L'agent de sécurité qui démissionne doit-il respecter le même préavis que l'employeur ?
Réponse courte
Non. L'article 8 de la CCT Gardiennage et Sécurité 2026-2027 prévoit que les délais de préavis à respecter par le salarié sont réduits de moitié par rapport à ceux de l'employeur. Le salarié démissionnaire doit respecter un préavis de 1 mois (ancienneté < 5 ans), 2 mois (5 à < 10 ans) ou 3 mois (≥ 10 ans).
Cette asymétrie est conforme au droit du travail luxembourgeois qui protège le salarié en lui permettant de quitter son emploi plus rapidement que l'employeur ne peut le licencier. Les mêmes règles de prise de cours du préavis s'appliquent : le préavis du salarié ne commence à courir que du 15e ou du dernier jour du mois calendrier.
Définition
Le préavis du salarié démissionnaire est le délai que l'agent de sécurité doit respecter entre la notification de sa démission et la fin effective de son contrat de travail.

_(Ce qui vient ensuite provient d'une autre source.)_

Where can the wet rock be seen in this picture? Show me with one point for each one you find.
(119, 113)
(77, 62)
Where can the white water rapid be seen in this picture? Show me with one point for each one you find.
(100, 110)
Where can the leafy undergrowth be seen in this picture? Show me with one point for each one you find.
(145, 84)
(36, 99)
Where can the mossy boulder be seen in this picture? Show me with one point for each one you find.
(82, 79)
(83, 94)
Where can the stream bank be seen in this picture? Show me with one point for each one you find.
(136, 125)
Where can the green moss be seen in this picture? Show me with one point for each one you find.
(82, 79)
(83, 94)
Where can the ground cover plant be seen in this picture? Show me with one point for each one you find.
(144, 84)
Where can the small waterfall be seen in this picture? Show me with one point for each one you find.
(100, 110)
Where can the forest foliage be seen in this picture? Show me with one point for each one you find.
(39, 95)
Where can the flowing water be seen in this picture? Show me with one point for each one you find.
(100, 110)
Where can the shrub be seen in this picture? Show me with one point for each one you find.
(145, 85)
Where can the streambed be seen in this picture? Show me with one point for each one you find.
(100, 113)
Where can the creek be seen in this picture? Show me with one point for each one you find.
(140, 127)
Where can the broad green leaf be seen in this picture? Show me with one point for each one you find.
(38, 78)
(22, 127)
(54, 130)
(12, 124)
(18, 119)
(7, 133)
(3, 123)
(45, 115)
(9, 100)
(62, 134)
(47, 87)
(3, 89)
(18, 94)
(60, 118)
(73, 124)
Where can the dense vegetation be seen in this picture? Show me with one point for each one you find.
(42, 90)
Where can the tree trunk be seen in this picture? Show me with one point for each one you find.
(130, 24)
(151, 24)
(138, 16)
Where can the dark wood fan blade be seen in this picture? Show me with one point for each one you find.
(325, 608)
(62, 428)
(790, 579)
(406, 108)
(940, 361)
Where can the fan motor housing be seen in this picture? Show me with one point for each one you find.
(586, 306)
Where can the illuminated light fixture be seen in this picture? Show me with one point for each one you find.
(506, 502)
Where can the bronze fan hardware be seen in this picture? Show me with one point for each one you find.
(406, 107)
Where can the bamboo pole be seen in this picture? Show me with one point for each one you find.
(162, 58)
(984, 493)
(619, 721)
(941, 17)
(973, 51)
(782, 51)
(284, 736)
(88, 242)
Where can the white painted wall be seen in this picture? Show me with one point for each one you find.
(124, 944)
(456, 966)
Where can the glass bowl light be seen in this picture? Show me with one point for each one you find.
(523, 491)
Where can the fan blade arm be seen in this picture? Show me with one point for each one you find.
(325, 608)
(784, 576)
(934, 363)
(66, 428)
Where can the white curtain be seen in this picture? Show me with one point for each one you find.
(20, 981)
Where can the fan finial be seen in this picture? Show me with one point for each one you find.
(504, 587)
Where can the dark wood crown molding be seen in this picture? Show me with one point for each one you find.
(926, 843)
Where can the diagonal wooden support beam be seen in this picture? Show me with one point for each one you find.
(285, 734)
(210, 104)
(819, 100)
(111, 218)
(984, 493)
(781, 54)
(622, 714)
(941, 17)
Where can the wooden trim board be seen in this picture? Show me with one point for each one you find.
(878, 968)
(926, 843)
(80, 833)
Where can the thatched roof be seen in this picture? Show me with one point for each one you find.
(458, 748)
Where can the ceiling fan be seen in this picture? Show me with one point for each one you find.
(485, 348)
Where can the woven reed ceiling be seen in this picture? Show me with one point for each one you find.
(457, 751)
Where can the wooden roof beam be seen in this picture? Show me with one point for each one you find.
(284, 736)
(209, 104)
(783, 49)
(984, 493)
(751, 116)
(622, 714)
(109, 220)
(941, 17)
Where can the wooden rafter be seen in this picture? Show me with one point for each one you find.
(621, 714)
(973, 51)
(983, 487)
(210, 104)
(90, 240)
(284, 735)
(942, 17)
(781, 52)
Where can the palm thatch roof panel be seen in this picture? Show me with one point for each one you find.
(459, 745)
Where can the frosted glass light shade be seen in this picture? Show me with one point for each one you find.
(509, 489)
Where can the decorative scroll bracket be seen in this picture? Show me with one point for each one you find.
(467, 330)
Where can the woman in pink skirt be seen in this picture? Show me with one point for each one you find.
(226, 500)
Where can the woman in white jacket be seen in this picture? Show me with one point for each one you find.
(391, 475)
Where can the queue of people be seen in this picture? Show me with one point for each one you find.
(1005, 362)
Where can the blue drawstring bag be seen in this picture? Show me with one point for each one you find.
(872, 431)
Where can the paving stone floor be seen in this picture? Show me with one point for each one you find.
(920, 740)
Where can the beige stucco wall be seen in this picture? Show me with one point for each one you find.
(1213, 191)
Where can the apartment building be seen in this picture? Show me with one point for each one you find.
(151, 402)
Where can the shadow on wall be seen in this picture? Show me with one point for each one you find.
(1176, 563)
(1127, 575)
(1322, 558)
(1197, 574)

Dans le secteur du gardiennage, ce délai est conventionnellement fixé à la moitié du préavis imposé à l'employeur, conformément au principe de faveur qui facilite la mobilité professionnelle du salarié tout en laissant à l'entreprise un temps raisonnable pour organiser son remplacement.
Conditions d’exercice
Les préavis du salarié sont définis par rapport à ceux de l'employeur.
| Ancienneté | Préavis employeur | Préavis salarié |
|---|---|---|
| < 5 ans | 2 mois | 1 mois |
| 5 à < 10 ans | 4 mois | 2 mois |
| ≥ 10 ans | 6 mois | 3 mois |
Modalités pratiques
La gestion de la démission d'un agent de sécurité suit un processus encadré.
| Étape | Détail |
|---|---|
| Réceptionner la démission | L'agent notifie sa démission par écrit |
| Vérifier l'ancienneté | Calculer l'ancienneté à la date de notification |
| Déterminer le préavis | Appliquer le préavis salarié (moitié du préavis employeur) |
| Calculer la prise de cours | Le 15 ou le dernier jour du mois suivant la notification |
| Organiser le remplacement | Planifier la passation de poste pendant la période de préavis |
Pratiques et recommandations
Informer les agents lors de leur engagement sur les délais de préavis applicables en cas de démission, en précisant que ces délais correspondent à la moitié de ceux de l'employeur.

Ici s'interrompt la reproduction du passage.